Corri à porta, que ela havia deixado aberta, e, à luz da lua, pude segui-la até vê-la entrar num cemitério que não ficava distante da nossa casa. Subi, com todas as precauções para não ser visto, num muro que confinava com o cemitério, e divisei Amina com uma ghouleh[2].

Vossa majestade não ignora que os ghilan[3], de ambos os sexos, são demônios que vagam pelos campos. Habitam geralmente os edifícios em ruína de onde saem para surpreender os transeuntes, aos quais matam e devoram a carne. À falta destes, percorrem à noite os cemitérios para alimentar-se dos cadáveres, que eles mesmos desenterram.

Fiquei pasmado ao ver a minha mulher com aquela ghouleh. Elas desenterraram um morto que fora sepultado naquele mesmo dia, e a ghouleh arrancou pedaços de carne com as próprias unhas, que comeram juntas, sentadas à borda da sepultura. Conversavam tranquilamente, enquanto desfrutavam daquele banquete sangrento, cruel e desumano. Mas, como estavam elas muito distantes de mim, não me foi possível compreender uma só palavra do que diziam, e deveria ser algo tão estranho quanto a comida, cuja lembrança ainda me aterroriza.

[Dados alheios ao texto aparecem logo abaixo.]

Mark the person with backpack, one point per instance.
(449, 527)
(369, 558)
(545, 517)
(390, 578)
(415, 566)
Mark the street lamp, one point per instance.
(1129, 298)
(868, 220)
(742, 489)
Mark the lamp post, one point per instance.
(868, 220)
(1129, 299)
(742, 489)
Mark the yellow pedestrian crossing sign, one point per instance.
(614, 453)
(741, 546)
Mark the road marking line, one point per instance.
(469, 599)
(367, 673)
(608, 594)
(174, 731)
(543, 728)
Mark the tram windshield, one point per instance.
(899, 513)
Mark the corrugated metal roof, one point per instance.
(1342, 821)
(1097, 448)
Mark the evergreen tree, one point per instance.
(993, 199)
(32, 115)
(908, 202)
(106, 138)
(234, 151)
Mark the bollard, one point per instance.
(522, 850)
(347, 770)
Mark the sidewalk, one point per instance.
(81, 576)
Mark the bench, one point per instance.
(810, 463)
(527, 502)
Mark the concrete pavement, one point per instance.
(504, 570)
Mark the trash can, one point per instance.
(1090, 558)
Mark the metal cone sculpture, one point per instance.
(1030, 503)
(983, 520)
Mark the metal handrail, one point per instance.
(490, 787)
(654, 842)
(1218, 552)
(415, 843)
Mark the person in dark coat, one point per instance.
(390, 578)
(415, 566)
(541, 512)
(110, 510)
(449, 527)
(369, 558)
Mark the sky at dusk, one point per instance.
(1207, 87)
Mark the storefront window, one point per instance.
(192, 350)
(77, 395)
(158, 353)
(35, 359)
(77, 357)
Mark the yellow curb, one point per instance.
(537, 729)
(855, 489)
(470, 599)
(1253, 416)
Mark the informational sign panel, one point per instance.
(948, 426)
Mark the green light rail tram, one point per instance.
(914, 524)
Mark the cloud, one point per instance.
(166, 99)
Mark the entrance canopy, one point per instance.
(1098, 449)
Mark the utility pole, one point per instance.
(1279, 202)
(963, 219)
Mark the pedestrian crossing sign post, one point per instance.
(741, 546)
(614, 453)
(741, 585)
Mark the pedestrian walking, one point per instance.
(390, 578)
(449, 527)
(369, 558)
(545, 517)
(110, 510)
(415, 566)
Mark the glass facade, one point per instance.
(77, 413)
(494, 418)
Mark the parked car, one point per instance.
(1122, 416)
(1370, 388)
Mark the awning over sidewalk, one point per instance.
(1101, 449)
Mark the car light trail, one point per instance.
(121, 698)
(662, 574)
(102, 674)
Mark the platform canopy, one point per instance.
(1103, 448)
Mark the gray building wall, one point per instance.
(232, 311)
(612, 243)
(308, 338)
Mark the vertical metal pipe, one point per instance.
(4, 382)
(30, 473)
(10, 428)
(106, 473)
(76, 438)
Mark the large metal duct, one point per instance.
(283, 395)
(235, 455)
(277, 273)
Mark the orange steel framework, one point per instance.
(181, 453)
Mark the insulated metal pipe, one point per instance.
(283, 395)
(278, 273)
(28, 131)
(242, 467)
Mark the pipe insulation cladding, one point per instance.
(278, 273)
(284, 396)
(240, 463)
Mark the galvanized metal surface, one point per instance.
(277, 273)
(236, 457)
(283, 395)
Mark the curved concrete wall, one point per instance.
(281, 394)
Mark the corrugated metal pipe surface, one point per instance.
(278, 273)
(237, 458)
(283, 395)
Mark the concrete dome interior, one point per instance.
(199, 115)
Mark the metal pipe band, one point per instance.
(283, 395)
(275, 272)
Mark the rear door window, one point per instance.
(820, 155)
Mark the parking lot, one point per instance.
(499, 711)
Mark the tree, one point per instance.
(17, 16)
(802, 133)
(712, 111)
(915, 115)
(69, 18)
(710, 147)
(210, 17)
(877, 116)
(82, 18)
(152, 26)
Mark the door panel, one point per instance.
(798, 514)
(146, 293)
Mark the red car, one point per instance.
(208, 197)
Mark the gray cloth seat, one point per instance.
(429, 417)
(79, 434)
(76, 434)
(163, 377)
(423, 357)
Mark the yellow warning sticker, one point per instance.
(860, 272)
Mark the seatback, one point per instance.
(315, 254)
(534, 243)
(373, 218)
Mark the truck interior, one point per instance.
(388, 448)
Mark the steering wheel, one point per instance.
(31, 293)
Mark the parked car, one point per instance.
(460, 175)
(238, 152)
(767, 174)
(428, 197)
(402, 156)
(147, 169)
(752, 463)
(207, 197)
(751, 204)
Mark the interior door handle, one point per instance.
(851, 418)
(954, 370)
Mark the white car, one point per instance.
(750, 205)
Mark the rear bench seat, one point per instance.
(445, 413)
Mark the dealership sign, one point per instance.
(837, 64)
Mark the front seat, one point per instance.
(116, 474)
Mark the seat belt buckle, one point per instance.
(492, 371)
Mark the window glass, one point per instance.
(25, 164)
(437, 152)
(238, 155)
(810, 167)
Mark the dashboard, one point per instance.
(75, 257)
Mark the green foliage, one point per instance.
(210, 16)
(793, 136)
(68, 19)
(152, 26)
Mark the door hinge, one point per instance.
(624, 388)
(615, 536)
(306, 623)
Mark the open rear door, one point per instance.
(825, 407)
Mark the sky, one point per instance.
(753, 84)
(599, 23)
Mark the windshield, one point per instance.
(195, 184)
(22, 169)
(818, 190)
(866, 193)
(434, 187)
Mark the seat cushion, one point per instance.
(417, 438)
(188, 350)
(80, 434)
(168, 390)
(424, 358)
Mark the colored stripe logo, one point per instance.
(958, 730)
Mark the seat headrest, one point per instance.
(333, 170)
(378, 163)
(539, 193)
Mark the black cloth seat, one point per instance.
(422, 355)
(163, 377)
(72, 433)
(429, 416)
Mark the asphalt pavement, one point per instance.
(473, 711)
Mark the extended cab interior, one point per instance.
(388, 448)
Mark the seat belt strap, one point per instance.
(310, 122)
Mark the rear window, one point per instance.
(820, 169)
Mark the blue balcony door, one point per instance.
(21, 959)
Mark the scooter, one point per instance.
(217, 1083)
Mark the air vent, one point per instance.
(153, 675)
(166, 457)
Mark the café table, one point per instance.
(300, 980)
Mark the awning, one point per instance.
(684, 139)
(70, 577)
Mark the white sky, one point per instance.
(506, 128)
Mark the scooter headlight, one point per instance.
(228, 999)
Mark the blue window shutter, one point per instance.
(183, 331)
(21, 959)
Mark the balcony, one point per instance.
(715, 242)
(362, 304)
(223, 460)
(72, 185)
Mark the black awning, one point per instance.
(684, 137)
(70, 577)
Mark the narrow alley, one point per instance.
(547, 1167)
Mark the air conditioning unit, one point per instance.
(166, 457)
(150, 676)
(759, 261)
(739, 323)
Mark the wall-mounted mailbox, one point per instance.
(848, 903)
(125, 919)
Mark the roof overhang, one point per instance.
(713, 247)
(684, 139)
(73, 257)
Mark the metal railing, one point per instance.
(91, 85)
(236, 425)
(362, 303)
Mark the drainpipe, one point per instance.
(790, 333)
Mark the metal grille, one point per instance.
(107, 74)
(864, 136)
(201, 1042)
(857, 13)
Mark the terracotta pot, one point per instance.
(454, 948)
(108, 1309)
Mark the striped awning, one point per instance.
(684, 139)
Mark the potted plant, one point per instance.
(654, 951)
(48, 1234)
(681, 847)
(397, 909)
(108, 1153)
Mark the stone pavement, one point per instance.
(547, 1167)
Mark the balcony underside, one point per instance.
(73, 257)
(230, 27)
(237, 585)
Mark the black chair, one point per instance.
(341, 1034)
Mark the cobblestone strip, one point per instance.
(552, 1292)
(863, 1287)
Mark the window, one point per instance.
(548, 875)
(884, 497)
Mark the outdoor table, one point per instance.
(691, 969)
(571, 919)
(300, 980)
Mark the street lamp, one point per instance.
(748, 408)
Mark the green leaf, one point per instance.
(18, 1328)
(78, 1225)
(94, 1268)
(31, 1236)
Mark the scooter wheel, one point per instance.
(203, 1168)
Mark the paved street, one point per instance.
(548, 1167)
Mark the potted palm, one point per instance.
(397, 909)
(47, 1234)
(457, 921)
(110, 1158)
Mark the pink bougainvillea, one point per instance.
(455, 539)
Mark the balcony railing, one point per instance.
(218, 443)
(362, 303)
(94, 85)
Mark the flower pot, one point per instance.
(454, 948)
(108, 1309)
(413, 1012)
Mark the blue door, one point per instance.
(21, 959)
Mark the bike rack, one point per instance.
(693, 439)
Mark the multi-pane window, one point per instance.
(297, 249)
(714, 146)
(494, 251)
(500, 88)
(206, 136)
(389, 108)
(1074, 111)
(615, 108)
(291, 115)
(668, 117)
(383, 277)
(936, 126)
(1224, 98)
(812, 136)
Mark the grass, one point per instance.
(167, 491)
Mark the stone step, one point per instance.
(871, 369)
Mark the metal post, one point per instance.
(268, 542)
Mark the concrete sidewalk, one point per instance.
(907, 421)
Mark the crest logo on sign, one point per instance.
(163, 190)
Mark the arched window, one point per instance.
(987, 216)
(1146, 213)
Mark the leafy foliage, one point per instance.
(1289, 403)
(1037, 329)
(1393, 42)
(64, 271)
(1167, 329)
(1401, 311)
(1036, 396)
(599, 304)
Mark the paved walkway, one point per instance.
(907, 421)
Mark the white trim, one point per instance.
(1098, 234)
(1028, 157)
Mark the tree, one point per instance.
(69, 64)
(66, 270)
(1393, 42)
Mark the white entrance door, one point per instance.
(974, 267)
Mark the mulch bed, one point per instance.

Concluído o tenebroso banquete, elas lançaram os restos de cadáver na cova, enchendo-a com a terra que haviam removido. Saltei do muro e voltei a toda pressa para casa. Entrei, deixando a porta da rua entreaberta, como a havia encontrado, e, chegando ao quarto, deitei-me, aparentando que dormia.

Amina entrou pouco depois, sem fazer barulho. Despiu-se e deitou-se, muito contente, a meu ver, por ter-se saído tão bem em seu intento.

Eu não podia expulsar de minha imaginação a imagem daquela conduta tão bárbara e abominável, o que, unido à repugnância de estar deitado junto à autora da atrocidade que eu presenciara, me impediu de conciliar o sono. Todavia, adormeci, mas tão levemente que acordei tão logo realizou-se a primeira chamada das orações públicas matinais. Vesti-me e dirigi-me à mesquita.

Após as orações, saí da cidade e passei a manhã percorrendo os jardins, meditando sobre a resolução que haveria de tomar para obrigar minha mulher a mudar o seu modo de vida. Afastei todos os meios violentos que me vieram à mente e resolvi empregar não mais que a doçura para a desviar daquela pérfida inclinação. Tais pensamentos me conduziram insensivelmente à minha casa, onde cheguei justamente à hora da refeição.

Assim que me viu, Amina mandou servir a comida e nos sentamos à mesa. Quando vi que ela continuava a comer o arroz do mesmo modo, disse-lhe, com todo o comedimento possível:

— Amina, já sabeis o quanto estranhei, no dia seguinte às nossas núpcias, quando vi que comíeis apenas arroz, e em tão pequena quantidade e numa maneira tal que qualquer outro marido ficaria ofendido. Sabeis que me contentei também em apontar-vos a tristeza que me dava em vos ver agir assim, rogando-vos que provásseis as demais iguarias que nos serviam, e que os criados se esmeram em variar para conhecer os vossos gostos. Desde então, a nossa mesa é sempre abundante, e sempre variada nos manjares. Contudo, as minhas exortações têm sido infrutíferas, e, até agora, vós vos tendes comportado da mesma maneira, causando-me, com este jejum, indizível dor. Até aqui, tenho guardado silêncio, porquanto não vos queria forçar e sentiria pesar em dizer-vos o que agora vos digo. Dizei-me, todavia, Amina, eu vos suplico: preferis as carnes dos mortos às que aqui nos são servidas?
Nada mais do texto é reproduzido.